6 | Crítica dos profissionais do bar
Se você pretende ser mixologista da indústria, prepare-se: você sempre será alvo de críticas ou dúvidas! Saiba que ao mesmo tempo que você se torna referência, pode ser que você seja alvo de chacota. Você já pensou que ser mixologista de uma marca é mais difícil que estudar medicina na USP? As vagas são raríssimas e exigem alguns quesitos (pelo menos deveriam). Se você não tiver respaldo, mesmo que pequeno, de experiência no setor, liderança e boa oratória, você sempre será colocado em xeque.
Ser um bom bartender não lhe transformam em um grande tutor ou professor. Para isso didática, presença e um bom discurso são extremamente necessários. Não se empolgue com uma vaga dessas se você não tiver certeza que tem essas características. Pode ser que manche sua imagem. É preciso aprender a hora certa de falar sim e não. Paciência é uma característica que sumiu da nova geração. Aprendem muito rápido e na ordem contrária. E se tiver todos os quesitos, cada evento que você produzir para um bartender terá uma crítica. “Bebida de menos”, “comida de menos”, “faltou chapelaria”, “o assunto abordado eu já tinha aprendido no blog gringo”, “eu não ganhei então foi carta marcada”, “só convidam os amigos”, etc.
Não é fácil agradar o bartender por aqui. Não vêem que em um mercado de mais de meio milhão de profissionais no país você consegue atender 500 profissionais. Imagina se você não tiver o mínimo de respaldo dos colegas?

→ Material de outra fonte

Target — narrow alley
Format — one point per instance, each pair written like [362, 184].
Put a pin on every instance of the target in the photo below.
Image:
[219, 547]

7 | Ser mixologista é muito complicado
A primeira coisa é entender uma diferença: Quando chamamos alguém de Brand Ambassador (ou Embaixador de Marca), essa pessoa pode ou não ter especialização em coquetelaria. O cargo deixa claro que o profissional é a voz da marca e não necessariamente um ultra-blaster-foda-bartender. Porém existem sim, embaixadores de marca que são mixologistas, geralmente são os que tem maior destaque no mercado.

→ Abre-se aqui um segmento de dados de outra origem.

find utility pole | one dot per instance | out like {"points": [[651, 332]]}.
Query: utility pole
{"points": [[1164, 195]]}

Porém quando falamos mixologista, falamos de caráter técnico. Ter capacidades plenas de encontrar soluções. Acreditem não é fácil. Pensem comigo: Se o Frank ou o SubAstor fecharem um contrato com a Pernod Ricard, com certeza eles não precisarão da minha ajuda para criar receitas ou melhorar a operação do bar por motivos óbvios né? Na liderança existem dois monstros que eu sou muito fã. Então o mixologista geralmente está nos bares médios aos piores lugares. Nossa função não é fazer com que um bar da cidade se torne um dos 50 melhores do mundo. Nossa função é transformar aquele bar cheio de latas vencidas, ferrugem na geladeira, lodo na borda da pia, com faca de serra Tramontina para corte de frutas e tábua com mancha de sangue de carne se transformar em um bar apto para fazer o básico bem feito, limpo e organizado.
Achar soluções que não custem e que mude a rotina do bar é complicado pois você terá que convencer o bartender, o gerente e o dono do bar que ele precisa de mudanças para operar melhor. Isso significa gastos, trabalho, tempo. E na maioria das vezes você não tem nenhum dos três. Então meu amigo, se prepare, porque esse trabalho não é simplesmente decorar historinha de marca!

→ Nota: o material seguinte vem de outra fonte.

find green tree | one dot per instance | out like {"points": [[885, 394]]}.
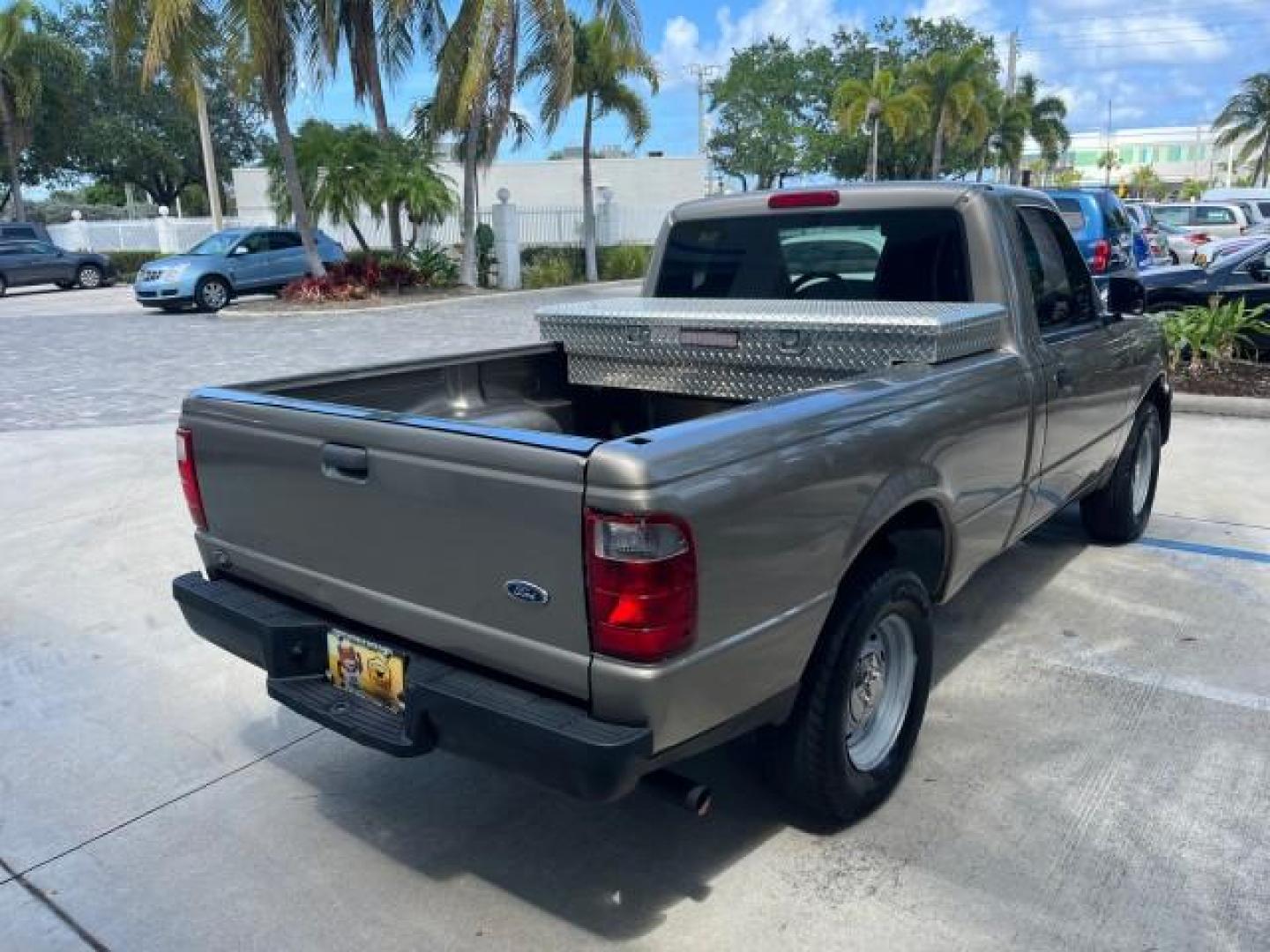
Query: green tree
{"points": [[146, 131], [878, 103], [476, 75], [602, 63], [36, 69], [762, 115], [1047, 123], [952, 84], [1244, 121], [265, 43], [380, 43]]}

Mas afinal: vale a pena ir para a indústria?
Vale sim, mas cuidado: antecipar essa trajetória é um erro que muita gente comete por não querer ficar atrás do balcão, por status ou simplesmente por se achar mais capaz do que outros que parecem ser menos preparados que você. Afinal ensinar e treinar é uma grande responsabilidade.